There were 34 large (>1 Mb) copy number variations (CNVs), including 4 duplications (282.6 Mb) and 30 deletions (245.4 Mb) were identified in PCB153-exposed cells (Fig. 1C, Tables S2–S4). It was shocking that CNVs covered multiple chromosomes and large fragment deletions could be observed on many autosomes in PCB153-exposed HEK293T cells (Fig. 1D). And more than half of the fragment deletion events were homozygote deletions (Table S4). For example, terminal deletions from the short arm of chromosome 9 and chromosome 18 generated about 18 Mb and 15 Mb length fragments loss, respectively, with lots of genes affected (Figs. S2, S3).

PCB153 poisoning induced missense mutations of 6 tumor suppressor genes

Germline mutation information was also analyzed through comparing the detected mutant genes with the CGC (Cancer Gene Censue) database using GATK software. And there were missense mutations located in 6 tumor susceptibility genes, including PTCH1, BRCA2, BLM, ERCC4, BRCA1, and SETBP1 (Table S7), whose function loss have been closely associated with several hereditary tumor susceptibility syndromes (Acuna-Hidalgo et al., 2017; Qian et al., 2017; Romagnolo, Romagnolo & Selmin, 2015; Zhang et al., 2018). Interestingly, BRCA1 and BRCA2 are key members participating in homologous recombination (HR) repair upon DNA damage and the missense mutations were likely to affect the HR repair potential.

PCB153 exposure inhibited HR repair in HEK293T cells

RNA-seq was applied to examined the altered pathways that might be related to the genotoxicity of PCB153 exposure. Figure 2A showed a VENN diagram of the overlapping genes between PCB153 exposed cells and control samples. The sequencing data showed 1051 up-regulated and 1622 down-regulated DEGs (volcano plot, Fig. 2B). The enriched pathways included ‘homologous recombination repair’ (KEGG Term ID 03440) and ‘mismatch repair’ (KEGG Term ID 03430) (volcano plot, Fig. 2C). And most of the genes involved in the two cascades were downregulated (Fig. 3, Fig. S1), suggesting the inhibited HR repair and mismatch repair responses. The reduction of DNA damage repair ability will probably lead to severe mutations.

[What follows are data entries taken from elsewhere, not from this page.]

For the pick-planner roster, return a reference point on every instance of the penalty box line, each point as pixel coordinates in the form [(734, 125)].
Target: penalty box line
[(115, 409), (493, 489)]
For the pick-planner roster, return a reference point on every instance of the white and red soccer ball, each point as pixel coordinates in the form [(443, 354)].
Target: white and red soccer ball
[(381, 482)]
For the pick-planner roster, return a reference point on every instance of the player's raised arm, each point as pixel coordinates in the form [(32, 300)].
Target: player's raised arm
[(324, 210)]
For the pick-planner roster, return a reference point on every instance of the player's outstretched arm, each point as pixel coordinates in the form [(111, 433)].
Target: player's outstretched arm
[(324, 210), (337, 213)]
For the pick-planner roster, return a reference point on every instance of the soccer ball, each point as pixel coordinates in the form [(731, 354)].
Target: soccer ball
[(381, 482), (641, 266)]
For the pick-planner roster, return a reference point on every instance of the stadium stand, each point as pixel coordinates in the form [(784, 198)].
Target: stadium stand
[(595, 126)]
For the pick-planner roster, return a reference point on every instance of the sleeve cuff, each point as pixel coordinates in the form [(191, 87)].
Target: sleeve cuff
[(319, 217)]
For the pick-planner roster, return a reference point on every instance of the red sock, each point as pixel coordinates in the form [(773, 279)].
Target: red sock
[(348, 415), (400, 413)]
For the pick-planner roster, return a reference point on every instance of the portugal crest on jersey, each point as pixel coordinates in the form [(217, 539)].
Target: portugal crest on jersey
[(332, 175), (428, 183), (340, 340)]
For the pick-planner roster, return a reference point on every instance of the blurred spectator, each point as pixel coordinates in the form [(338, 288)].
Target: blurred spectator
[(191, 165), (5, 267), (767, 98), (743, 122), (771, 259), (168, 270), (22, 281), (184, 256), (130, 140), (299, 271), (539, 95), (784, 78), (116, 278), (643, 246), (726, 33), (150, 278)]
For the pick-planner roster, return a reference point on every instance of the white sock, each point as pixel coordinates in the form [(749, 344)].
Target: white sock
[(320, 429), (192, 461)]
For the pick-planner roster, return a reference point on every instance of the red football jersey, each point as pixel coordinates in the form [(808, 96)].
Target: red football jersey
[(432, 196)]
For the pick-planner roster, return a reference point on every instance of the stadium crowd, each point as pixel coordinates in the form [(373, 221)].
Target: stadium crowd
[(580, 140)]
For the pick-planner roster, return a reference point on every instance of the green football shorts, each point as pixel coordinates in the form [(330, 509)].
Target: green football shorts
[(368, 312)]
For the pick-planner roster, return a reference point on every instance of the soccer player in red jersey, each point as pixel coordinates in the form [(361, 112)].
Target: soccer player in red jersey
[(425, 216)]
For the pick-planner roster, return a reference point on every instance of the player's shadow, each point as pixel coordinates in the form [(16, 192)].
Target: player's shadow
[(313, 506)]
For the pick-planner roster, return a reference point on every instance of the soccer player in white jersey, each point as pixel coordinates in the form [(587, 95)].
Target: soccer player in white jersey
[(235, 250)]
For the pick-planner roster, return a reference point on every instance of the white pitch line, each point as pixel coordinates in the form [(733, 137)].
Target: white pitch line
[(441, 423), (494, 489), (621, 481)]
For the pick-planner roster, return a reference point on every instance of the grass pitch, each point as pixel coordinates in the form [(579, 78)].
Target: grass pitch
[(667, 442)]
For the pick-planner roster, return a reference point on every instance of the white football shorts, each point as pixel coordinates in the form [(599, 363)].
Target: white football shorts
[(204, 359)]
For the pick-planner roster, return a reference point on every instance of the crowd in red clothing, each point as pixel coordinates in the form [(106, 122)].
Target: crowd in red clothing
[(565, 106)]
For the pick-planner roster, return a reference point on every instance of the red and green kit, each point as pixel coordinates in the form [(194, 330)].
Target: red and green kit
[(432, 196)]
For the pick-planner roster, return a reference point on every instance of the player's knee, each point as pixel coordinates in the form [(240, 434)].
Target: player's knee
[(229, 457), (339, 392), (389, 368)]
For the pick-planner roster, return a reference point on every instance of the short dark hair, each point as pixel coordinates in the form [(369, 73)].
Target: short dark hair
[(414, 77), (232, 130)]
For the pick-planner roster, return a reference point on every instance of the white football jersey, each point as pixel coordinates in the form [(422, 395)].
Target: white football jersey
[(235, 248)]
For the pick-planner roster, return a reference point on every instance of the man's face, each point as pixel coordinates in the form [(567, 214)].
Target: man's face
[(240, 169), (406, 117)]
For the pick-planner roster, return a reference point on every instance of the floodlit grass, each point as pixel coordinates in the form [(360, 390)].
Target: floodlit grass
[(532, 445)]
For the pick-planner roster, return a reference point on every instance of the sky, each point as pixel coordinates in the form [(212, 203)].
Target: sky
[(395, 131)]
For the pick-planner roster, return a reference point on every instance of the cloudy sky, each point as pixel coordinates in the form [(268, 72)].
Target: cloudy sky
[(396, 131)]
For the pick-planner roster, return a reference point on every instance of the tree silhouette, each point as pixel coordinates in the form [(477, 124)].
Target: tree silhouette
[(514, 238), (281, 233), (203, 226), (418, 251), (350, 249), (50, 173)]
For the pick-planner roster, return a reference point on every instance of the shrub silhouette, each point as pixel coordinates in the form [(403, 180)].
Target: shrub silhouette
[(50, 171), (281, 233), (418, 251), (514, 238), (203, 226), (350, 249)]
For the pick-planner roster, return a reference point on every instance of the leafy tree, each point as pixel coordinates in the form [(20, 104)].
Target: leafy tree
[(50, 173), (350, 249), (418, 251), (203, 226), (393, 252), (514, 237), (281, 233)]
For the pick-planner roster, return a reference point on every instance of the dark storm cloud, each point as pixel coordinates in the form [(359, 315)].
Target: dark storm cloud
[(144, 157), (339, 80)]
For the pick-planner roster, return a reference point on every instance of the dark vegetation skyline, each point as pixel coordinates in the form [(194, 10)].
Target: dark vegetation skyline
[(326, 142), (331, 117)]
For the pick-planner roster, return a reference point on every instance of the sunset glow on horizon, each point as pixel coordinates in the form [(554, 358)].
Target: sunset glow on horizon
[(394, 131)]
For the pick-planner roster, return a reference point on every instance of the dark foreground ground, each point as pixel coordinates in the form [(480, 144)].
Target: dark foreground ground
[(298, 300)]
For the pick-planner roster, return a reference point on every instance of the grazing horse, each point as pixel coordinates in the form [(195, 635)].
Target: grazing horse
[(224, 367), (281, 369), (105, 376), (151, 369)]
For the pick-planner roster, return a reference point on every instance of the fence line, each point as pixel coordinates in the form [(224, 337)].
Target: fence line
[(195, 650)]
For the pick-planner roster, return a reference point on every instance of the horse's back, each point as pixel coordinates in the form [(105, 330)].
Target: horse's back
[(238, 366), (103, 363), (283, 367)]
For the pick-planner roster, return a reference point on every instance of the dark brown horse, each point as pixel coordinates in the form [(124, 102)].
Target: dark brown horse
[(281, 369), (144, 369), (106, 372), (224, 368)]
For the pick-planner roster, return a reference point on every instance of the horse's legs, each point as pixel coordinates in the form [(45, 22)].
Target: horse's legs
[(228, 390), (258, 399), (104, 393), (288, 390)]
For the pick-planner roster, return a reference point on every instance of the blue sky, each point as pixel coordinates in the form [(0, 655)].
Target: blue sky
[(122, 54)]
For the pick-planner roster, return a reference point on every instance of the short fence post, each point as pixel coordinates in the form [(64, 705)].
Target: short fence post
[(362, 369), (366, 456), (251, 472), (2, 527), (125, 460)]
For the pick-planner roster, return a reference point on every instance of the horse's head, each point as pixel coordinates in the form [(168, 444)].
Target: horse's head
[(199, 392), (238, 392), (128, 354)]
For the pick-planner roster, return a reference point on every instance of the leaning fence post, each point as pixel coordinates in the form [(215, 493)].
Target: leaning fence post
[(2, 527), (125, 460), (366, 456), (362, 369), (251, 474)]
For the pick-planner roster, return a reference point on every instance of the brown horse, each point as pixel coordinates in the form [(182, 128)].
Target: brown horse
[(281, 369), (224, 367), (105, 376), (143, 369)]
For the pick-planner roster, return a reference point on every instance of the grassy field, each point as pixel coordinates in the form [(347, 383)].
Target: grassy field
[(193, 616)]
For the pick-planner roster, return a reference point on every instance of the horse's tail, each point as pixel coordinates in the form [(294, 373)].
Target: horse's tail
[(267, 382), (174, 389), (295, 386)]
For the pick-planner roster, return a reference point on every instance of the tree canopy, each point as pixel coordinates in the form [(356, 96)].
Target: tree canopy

PCB153 poisoning caused DNA double-strand break (DSB) and HR repair genes downregulation in the HEK293T cells

The content of 53BP1, a marker of DSBs, was examined to show the effects of PCB153 poisoning on DNA damage in HEK293T cells in vitro. The 53BP1 foci assay showed observably increased 53BP1 signals after PCB153 exposure compared to the control cells (Fig. 4A), indicating the aggravated DSBs. The mRNA expression of some important HR repair genes were determined by qPCR. Consistent with the RNA-seq results, the expression levels of BRCA1, RAD51B, and RAD51C that involved in HR repairing were all significantly decreased after 15 µM PCB153 exposure (Figs. 4B–4D). There were no obvious changes in the transcription level of LIG4, XRCC5, and XRCC6, which are responsible for non-homologous end-joining (NHEJ) (Fig. S4). These results demonstrated that PCB153 poisoning caused obvious DNA damage and apparently inhibited DNA HR repair.